Er war aus einem entfernten Lande gekommen, und trotz der Kinderlähmung, die er gehabt hatte, war er jetzt wieder imstande zu gehen und seinen Wagen zu fahren.

»Wie so viele Menschen, besonders in meiner Lage, habe ich den verschiedensten Kirchen und religiösen Organisationen angehört«, sagte er, »keine hat mir je Befriedigung gebracht, aber man hört nie auf zu suchen. Ich halte mich für religiös gesinnt, doch habe ich eine große Schwierigkeit: dass ich so neidisch bin. Die meisten Menschen werden von Ehrgeiz, Gier oder Neid getrieben; das sind unbarmherzige Feinde der Menschheit, und doch kann man scheinbar nicht ohne sie leben. Ich habe versucht, auf verschiedene Weise dem Neid Widerstand zu bieten, aber trotz aller meiner Bemühungen verwickle ich mich immer wieder darin. Neid ist wie Wasser, das durch ein leckes Dach sickert; im Umsehen bin ich noch viel neidischer als zuvor. Wahrscheinlich haben Sie die Frage schon viele Dutzend Mal beantwortet, aber wenn Sie Geduld mit mir haben wollen, möchte ich gern fragen, wie man sich aus dem Aufruhr von Neid herausreißen kann.«

Sie werden sicherlich bemerkt haben, dass aus dem Wunsch, nicht mehr neidisch zu sein, ein Konflikt der Gegensätze entsteht. Der Wunsch oder Entschluss, etwas aufzugeben und etwas anderes werden zu wollen, führt zum Konflikt. Im allgemeinen betrachten wir solchen Konflikt als einen natürlichen Lebensvorgang, ist das aber richtig? Man hält den unaufhörlichen Streit zwischen dem, was ist, und dem, was sein sollte, für edel und idealistisch; in der Tat ist aber der Wunsch oder der Versuch, nicht neidisch zu sein, genau dasselbe wie das Neidisch-Sein.

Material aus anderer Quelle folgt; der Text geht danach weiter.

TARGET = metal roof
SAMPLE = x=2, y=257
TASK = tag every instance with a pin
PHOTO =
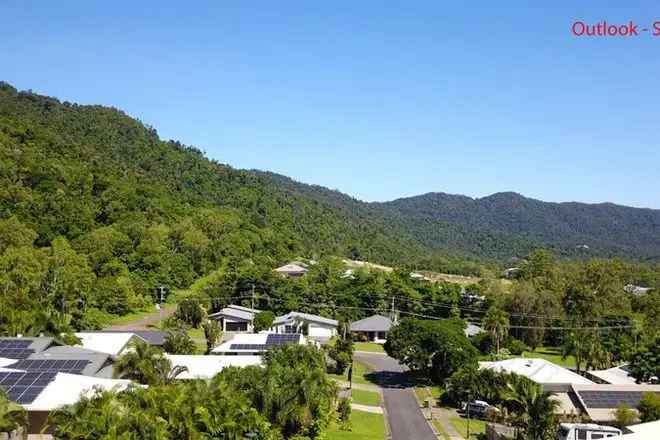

Wenn man das wirklich vollkommen versteht, gibt es keinen Kampf zwischen den Gegensätzen mehr, und der zwiespältige Konflikt hört auf. Das ist eine Tatsache, die Sie unmittelbar einsehen müssen, und keine Angelegenheit, über die Sie später zu Hause nachdenken können; die Einsicht ist das Wichtige dabei, nicht die Frage, wie Sie sich vom Neid freimachen sollen. Befreiung vom Neid geschieht nicht im Konflikt mit seinem Gegenteil, sondern durch Verständnis dessen, was ist; doch kann kein Verständnis eintreten, solange man noch das, was ist, ändern will.